Created 06-28-2016 02:26 PM
Hi all,
what is the "Non DFS Used": it is some directories, files ??
hdfs dfsadmin -report # for one datanode Rack: /SMTS/BC21 Decommission Status : Normal Configured Capacity: 35974718423040 (32.72 TB) DFS Used: 9748915679350 (8.87 TB) Non DFS Used: 12141363006 (11.31 GB) DFS Remaining: 26213661380684 (23.84 TB) DFS Used%: 27.10% DFS Remaining%: 72.87% Configured Cache Capacity: 0 (0 B) Cache Used: 0 (0 B) Cache Remaining: 0 (0 B) Cache Used%: 100.00% Cache Remaining%: 0.00% Xceivers: 16 df -k /dev/sdb1 2928678656 798914704 2129763952 28% /var/opt/hosting/data/disk1 /dev/sdc1 2928678656 785083044 2143595612 27% /var/opt/hosting/data/disk2 /dev/sdd1 2928678656 798313760 2130364896 28% /var/opt/hosting/data/disk3 /dev/sde1 2928678656 799300600 2129378056 28% /var/opt/hosting/data/disk4 /dev/sdf1 2928678656 786169864 2142508792 27% /var/opt/hosting/data/disk5 /dev/sdg1 2928678656 799986864 2128691792 28% /var/opt/hosting/data/disk6 /dev/sdh1 2928678656 804181044 2124497612 28% /var/opt/hosting/data/disk7 /dev/sdi1 2928678656 789982192 2138696464 27% /var/opt/hosting/data/disk8 /dev/sdj1 2928678656 795951544 2132727112 28% /var/opt/hosting/data/disk9 /dev/sdk1 2928678656 789924668 2138753988 27% /var/opt/hosting/data/disk10 /dev/sdl1 2928678656 801960132 2126718524 28% /var/opt/hosting/data/disk11 /dev/sdm1 2928678656 782037100 2146641556 27% /var/opt/hosting/data/disk12
Created 06-28-2016 02:34 PM
Here is good post which explans about non dfs used.

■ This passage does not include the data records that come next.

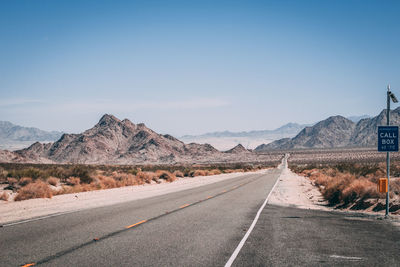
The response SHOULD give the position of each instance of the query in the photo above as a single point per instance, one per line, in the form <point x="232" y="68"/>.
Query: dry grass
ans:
<point x="12" y="181"/>
<point x="343" y="188"/>
<point x="178" y="174"/>
<point x="28" y="180"/>
<point x="4" y="196"/>
<point x="147" y="177"/>
<point x="165" y="175"/>
<point x="214" y="172"/>
<point x="37" y="189"/>
<point x="24" y="181"/>
<point x="73" y="181"/>
<point x="198" y="173"/>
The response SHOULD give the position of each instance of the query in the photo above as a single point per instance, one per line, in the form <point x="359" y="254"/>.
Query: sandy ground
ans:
<point x="296" y="191"/>
<point x="27" y="209"/>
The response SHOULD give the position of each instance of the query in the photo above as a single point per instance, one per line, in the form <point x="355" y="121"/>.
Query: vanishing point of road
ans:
<point x="203" y="226"/>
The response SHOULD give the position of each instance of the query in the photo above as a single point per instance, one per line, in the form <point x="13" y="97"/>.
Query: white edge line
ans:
<point x="38" y="218"/>
<point x="239" y="247"/>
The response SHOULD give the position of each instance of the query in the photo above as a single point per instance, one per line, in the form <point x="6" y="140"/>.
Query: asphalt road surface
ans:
<point x="202" y="227"/>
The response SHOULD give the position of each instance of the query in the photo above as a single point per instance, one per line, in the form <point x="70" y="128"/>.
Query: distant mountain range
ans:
<point x="252" y="139"/>
<point x="336" y="131"/>
<point x="226" y="139"/>
<point x="112" y="141"/>
<point x="16" y="137"/>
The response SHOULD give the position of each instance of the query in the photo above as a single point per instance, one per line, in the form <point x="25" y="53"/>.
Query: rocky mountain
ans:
<point x="356" y="119"/>
<point x="251" y="139"/>
<point x="112" y="141"/>
<point x="239" y="149"/>
<point x="14" y="136"/>
<point x="336" y="131"/>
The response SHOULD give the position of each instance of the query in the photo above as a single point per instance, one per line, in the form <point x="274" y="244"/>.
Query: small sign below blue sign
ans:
<point x="388" y="138"/>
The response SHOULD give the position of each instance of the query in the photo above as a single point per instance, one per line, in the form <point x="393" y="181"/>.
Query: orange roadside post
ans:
<point x="383" y="185"/>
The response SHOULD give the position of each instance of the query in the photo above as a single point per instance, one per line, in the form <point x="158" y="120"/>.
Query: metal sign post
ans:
<point x="388" y="140"/>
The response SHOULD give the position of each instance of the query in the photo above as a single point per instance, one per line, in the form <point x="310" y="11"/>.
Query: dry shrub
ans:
<point x="125" y="179"/>
<point x="342" y="188"/>
<point x="165" y="175"/>
<point x="197" y="173"/>
<point x="4" y="196"/>
<point x="52" y="181"/>
<point x="359" y="189"/>
<point x="107" y="182"/>
<point x="146" y="177"/>
<point x="73" y="181"/>
<point x="12" y="181"/>
<point x="178" y="174"/>
<point x="395" y="186"/>
<point x="24" y="181"/>
<point x="214" y="172"/>
<point x="38" y="189"/>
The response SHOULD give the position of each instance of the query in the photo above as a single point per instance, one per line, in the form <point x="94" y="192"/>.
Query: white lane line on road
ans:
<point x="346" y="257"/>
<point x="239" y="247"/>
<point x="38" y="218"/>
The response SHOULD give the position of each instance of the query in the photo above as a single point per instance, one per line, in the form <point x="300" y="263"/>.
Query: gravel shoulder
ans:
<point x="28" y="209"/>
<point x="294" y="190"/>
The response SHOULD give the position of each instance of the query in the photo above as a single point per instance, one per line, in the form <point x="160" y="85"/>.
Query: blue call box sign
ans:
<point x="388" y="138"/>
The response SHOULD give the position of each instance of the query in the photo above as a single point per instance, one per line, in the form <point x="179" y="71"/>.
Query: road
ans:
<point x="202" y="227"/>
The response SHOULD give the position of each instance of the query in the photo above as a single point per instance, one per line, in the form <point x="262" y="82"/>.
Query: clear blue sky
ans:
<point x="187" y="67"/>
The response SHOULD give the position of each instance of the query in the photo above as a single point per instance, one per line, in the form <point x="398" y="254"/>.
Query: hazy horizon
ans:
<point x="187" y="68"/>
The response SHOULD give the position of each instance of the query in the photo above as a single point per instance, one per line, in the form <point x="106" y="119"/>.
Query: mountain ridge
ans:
<point x="335" y="132"/>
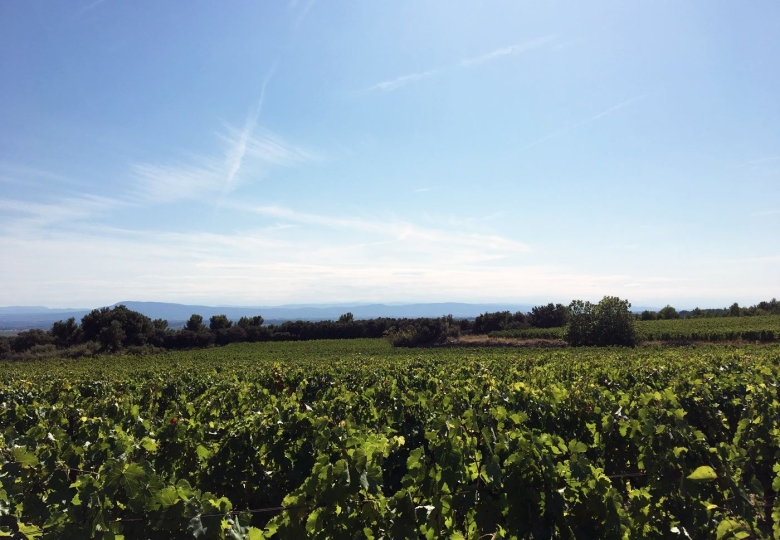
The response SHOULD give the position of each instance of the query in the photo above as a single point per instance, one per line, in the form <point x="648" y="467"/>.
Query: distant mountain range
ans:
<point x="23" y="317"/>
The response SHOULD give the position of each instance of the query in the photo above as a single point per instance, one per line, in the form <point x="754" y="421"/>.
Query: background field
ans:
<point x="760" y="328"/>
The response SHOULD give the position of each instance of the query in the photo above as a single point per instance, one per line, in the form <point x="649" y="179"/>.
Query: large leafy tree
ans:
<point x="610" y="322"/>
<point x="549" y="316"/>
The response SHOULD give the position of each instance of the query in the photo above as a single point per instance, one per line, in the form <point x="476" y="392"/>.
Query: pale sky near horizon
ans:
<point x="304" y="151"/>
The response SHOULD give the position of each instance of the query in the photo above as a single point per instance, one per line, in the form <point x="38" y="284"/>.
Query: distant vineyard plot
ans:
<point x="760" y="328"/>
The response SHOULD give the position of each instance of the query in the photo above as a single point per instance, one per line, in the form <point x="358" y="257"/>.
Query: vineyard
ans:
<point x="763" y="329"/>
<point x="356" y="439"/>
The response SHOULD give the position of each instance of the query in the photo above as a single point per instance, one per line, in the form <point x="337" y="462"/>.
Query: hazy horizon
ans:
<point x="306" y="152"/>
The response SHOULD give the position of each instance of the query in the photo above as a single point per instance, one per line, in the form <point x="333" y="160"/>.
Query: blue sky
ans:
<point x="263" y="153"/>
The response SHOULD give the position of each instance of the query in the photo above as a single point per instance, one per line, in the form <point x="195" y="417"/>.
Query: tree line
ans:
<point x="118" y="329"/>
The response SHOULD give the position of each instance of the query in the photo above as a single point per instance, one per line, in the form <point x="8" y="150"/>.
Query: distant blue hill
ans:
<point x="23" y="317"/>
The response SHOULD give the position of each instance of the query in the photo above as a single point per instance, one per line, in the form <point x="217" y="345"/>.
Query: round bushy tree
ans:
<point x="610" y="322"/>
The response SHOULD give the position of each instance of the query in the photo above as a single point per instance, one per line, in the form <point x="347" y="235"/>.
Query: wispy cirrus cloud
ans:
<point x="402" y="80"/>
<point x="18" y="214"/>
<point x="590" y="120"/>
<point x="409" y="239"/>
<point x="235" y="154"/>
<point x="517" y="48"/>
<point x="398" y="82"/>
<point x="248" y="155"/>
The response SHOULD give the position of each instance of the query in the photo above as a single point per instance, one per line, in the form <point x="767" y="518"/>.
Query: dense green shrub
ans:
<point x="610" y="322"/>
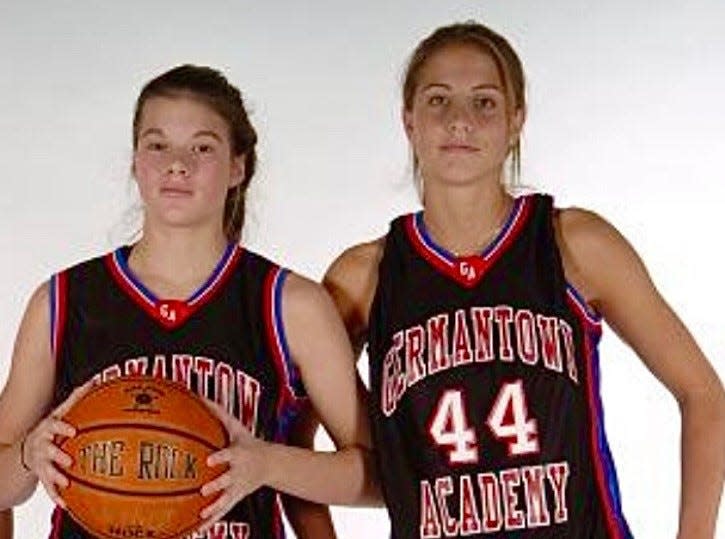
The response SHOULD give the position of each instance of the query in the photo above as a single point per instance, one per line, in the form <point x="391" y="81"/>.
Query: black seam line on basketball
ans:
<point x="129" y="493"/>
<point x="145" y="426"/>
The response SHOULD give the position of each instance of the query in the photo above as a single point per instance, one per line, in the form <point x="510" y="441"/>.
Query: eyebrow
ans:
<point x="448" y="86"/>
<point x="202" y="133"/>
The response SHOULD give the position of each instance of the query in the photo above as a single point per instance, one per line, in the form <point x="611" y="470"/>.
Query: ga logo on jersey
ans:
<point x="470" y="267"/>
<point x="172" y="312"/>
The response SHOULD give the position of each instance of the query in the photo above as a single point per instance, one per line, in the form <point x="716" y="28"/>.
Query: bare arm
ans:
<point x="6" y="524"/>
<point x="25" y="398"/>
<point x="308" y="520"/>
<point x="602" y="264"/>
<point x="320" y="348"/>
<point x="351" y="282"/>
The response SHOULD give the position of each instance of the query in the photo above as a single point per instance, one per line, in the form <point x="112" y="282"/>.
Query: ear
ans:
<point x="238" y="170"/>
<point x="133" y="166"/>
<point x="517" y="124"/>
<point x="407" y="116"/>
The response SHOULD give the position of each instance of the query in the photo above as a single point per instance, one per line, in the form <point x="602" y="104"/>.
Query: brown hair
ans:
<point x="210" y="87"/>
<point x="507" y="61"/>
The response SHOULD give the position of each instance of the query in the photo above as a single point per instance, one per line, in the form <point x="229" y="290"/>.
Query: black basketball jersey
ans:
<point x="484" y="380"/>
<point x="226" y="342"/>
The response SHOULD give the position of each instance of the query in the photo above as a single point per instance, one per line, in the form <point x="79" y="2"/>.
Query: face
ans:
<point x="183" y="163"/>
<point x="458" y="124"/>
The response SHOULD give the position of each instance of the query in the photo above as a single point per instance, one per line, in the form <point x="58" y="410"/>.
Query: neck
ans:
<point x="174" y="261"/>
<point x="465" y="219"/>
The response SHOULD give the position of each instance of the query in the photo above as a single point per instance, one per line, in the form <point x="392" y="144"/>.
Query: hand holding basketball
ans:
<point x="40" y="453"/>
<point x="247" y="468"/>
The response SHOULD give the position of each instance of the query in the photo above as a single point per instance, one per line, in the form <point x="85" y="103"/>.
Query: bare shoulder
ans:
<point x="356" y="263"/>
<point x="302" y="295"/>
<point x="594" y="253"/>
<point x="351" y="280"/>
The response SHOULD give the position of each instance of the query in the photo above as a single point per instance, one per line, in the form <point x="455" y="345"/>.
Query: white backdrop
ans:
<point x="626" y="113"/>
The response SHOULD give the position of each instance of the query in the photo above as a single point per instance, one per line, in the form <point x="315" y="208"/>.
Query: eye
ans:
<point x="155" y="146"/>
<point x="436" y="100"/>
<point x="203" y="149"/>
<point x="484" y="103"/>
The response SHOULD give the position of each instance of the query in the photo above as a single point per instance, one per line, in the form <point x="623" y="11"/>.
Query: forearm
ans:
<point x="308" y="520"/>
<point x="6" y="524"/>
<point x="344" y="477"/>
<point x="16" y="483"/>
<point x="703" y="466"/>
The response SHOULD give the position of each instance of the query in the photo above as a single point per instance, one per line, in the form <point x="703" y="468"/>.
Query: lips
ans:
<point x="175" y="192"/>
<point x="459" y="148"/>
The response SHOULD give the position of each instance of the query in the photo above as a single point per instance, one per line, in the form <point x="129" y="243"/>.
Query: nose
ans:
<point x="459" y="118"/>
<point x="179" y="163"/>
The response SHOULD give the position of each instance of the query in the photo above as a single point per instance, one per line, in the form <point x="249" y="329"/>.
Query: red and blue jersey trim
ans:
<point x="292" y="393"/>
<point x="58" y="311"/>
<point x="448" y="263"/>
<point x="605" y="472"/>
<point x="160" y="309"/>
<point x="56" y="519"/>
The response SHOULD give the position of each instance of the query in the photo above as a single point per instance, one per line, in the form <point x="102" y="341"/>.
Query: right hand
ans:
<point x="41" y="454"/>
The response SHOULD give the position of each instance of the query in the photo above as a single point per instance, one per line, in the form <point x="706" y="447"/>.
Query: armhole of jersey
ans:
<point x="277" y="338"/>
<point x="58" y="307"/>
<point x="592" y="318"/>
<point x="574" y="297"/>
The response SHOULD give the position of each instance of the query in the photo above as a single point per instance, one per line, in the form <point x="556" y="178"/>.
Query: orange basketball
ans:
<point x="139" y="458"/>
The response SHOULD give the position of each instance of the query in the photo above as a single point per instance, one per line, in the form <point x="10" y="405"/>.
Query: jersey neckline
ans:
<point x="170" y="313"/>
<point x="467" y="270"/>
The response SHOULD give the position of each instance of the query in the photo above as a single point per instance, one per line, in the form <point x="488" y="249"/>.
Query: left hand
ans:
<point x="245" y="457"/>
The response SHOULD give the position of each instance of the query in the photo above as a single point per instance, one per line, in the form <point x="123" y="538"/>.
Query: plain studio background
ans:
<point x="625" y="118"/>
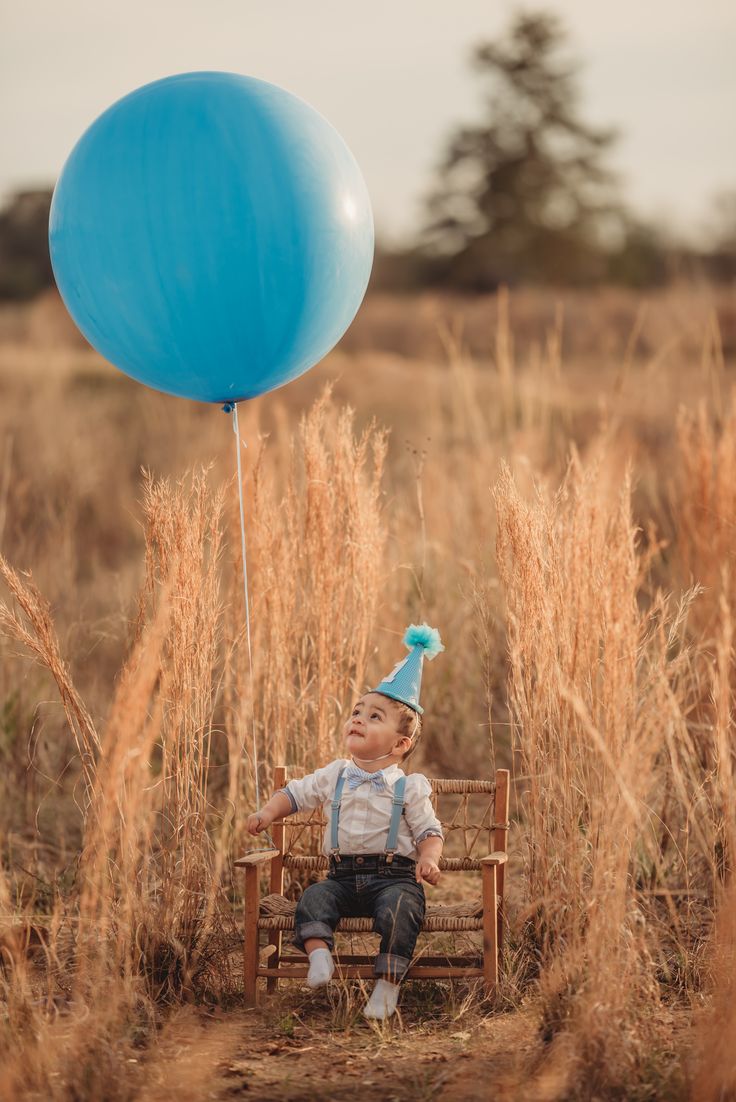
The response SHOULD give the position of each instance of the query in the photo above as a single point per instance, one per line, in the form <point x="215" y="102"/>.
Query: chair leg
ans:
<point x="489" y="931"/>
<point x="250" y="939"/>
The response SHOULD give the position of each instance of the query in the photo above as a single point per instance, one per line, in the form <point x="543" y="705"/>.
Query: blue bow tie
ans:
<point x="356" y="776"/>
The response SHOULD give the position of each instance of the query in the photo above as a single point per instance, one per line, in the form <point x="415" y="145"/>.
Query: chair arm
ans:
<point x="495" y="859"/>
<point x="255" y="859"/>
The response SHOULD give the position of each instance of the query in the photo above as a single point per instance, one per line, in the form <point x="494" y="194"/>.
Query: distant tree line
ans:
<point x="522" y="196"/>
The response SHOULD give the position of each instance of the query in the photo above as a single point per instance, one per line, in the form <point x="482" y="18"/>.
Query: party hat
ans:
<point x="404" y="680"/>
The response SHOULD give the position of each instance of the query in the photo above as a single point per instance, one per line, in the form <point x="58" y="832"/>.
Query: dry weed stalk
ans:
<point x="594" y="682"/>
<point x="704" y="503"/>
<point x="315" y="550"/>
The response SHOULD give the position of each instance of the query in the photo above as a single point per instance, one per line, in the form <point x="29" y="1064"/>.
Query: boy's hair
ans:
<point x="410" y="723"/>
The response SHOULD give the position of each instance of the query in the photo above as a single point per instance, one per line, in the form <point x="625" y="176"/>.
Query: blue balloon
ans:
<point x="212" y="236"/>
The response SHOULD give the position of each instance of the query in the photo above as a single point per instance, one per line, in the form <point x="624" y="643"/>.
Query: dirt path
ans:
<point x="306" y="1047"/>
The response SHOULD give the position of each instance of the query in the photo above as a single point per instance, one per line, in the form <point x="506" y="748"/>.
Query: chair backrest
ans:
<point x="474" y="814"/>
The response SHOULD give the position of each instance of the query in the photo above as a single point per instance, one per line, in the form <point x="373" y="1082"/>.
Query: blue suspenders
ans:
<point x="397" y="806"/>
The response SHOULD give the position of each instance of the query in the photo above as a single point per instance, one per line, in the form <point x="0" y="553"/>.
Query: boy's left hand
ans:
<point x="428" y="870"/>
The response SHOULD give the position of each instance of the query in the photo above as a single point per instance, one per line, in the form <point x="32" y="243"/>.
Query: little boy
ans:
<point x="382" y="835"/>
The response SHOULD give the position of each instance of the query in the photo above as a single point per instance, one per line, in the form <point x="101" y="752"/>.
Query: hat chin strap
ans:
<point x="368" y="760"/>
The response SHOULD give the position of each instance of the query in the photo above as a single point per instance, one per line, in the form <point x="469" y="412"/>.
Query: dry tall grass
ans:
<point x="574" y="552"/>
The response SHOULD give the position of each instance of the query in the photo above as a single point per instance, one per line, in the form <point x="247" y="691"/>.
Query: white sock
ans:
<point x="321" y="968"/>
<point x="382" y="1001"/>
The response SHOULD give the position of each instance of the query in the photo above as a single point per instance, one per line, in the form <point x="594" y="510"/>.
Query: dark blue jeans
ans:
<point x="366" y="887"/>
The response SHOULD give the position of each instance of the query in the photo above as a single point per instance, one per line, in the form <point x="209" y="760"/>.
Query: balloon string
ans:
<point x="245" y="591"/>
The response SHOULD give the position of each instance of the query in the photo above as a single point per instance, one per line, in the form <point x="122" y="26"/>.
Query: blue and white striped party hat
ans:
<point x="404" y="680"/>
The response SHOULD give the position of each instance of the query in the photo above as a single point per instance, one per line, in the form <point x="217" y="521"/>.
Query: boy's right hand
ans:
<point x="257" y="822"/>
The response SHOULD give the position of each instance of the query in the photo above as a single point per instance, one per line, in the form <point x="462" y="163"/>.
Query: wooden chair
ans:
<point x="273" y="915"/>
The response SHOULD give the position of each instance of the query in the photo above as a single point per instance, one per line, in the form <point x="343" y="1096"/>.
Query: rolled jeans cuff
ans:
<point x="306" y="930"/>
<point x="391" y="967"/>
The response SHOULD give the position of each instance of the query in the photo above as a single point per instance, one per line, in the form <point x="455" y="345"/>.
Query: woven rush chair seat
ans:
<point x="278" y="914"/>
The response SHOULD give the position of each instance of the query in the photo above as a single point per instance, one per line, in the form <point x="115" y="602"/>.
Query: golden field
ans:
<point x="550" y="479"/>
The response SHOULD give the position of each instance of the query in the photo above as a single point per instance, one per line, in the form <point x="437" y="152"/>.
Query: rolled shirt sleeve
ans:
<point x="420" y="814"/>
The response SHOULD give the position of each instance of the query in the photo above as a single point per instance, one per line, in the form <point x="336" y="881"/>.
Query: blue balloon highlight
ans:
<point x="212" y="236"/>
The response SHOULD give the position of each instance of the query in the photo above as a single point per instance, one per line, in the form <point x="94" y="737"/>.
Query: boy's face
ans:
<point x="371" y="731"/>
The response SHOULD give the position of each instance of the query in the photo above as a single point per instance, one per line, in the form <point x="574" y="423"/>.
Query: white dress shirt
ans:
<point x="365" y="814"/>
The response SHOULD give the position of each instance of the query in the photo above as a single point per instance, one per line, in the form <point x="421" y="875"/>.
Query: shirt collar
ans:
<point x="391" y="773"/>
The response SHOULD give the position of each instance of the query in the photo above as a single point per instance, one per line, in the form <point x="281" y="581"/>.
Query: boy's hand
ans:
<point x="428" y="870"/>
<point x="257" y="822"/>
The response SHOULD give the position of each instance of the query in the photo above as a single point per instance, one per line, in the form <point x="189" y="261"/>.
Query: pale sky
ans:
<point x="391" y="75"/>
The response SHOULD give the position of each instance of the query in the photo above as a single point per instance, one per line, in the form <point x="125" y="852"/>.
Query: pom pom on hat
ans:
<point x="422" y="635"/>
<point x="404" y="680"/>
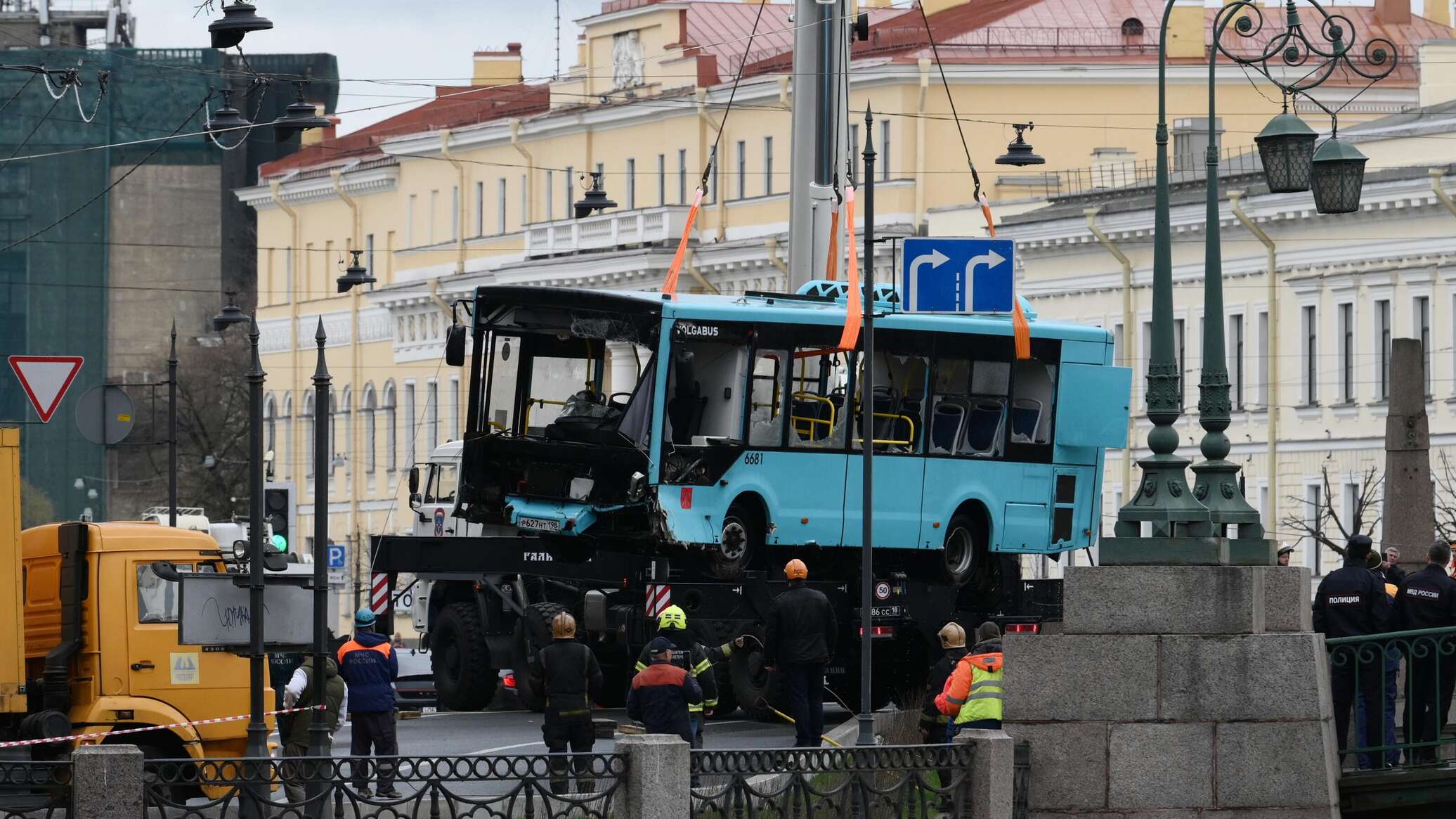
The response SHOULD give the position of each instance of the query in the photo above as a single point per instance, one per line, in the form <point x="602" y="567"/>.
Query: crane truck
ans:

http://stackoverflow.com/questions/18477983/what-exactly-non-dfs-used-means
Created 06-28-2016 02:34 PM
"Non DFS used" can be calculated by the following formula:
Non DFS Used = Configured Capacity - Remaining Space - DFS Used
Noting that Configured Capacity = Total Disk Space - Reserved Space
Therefore, Non DFS Used = (Total Disk Space - Reserved Space) - Remaining Space - DFS Used
Reserved Space is set by the property dfs.datanode.du.reserved
Created 06-28-2016 02:34 PM
Here is good post which explans about non dfs used.
http://stackoverflow.com/questions/18477983/what-exactly-non-dfs-used-means
Created 06-28-2016 02:38 PM
@slachterman : i've read this formula, and I know this property
But i want to know what exactly occupied this space ?
Created 06-28-2016 02:42 PM
It's essentially non-HDFS data in dfs.datanode.data.dir. This could include log files, intermediate shuffle output from MapReduce jobs, local data files (if you put them on a data node), etc. You can use du or a similar tool to investigate further.
Created 06-28-2016 02:52 PM
dfs.data.dirs is not define in my cluster so where non-HDFS data are stored ?
Created 06-28-2016 02:55 PM
dfs.datanode.data.dirs is the same than dfs.data.dirs?
Created 06-28-2016 06:25 PM
Sorry, corrected typo. dfs.datanode.data.dir is correct.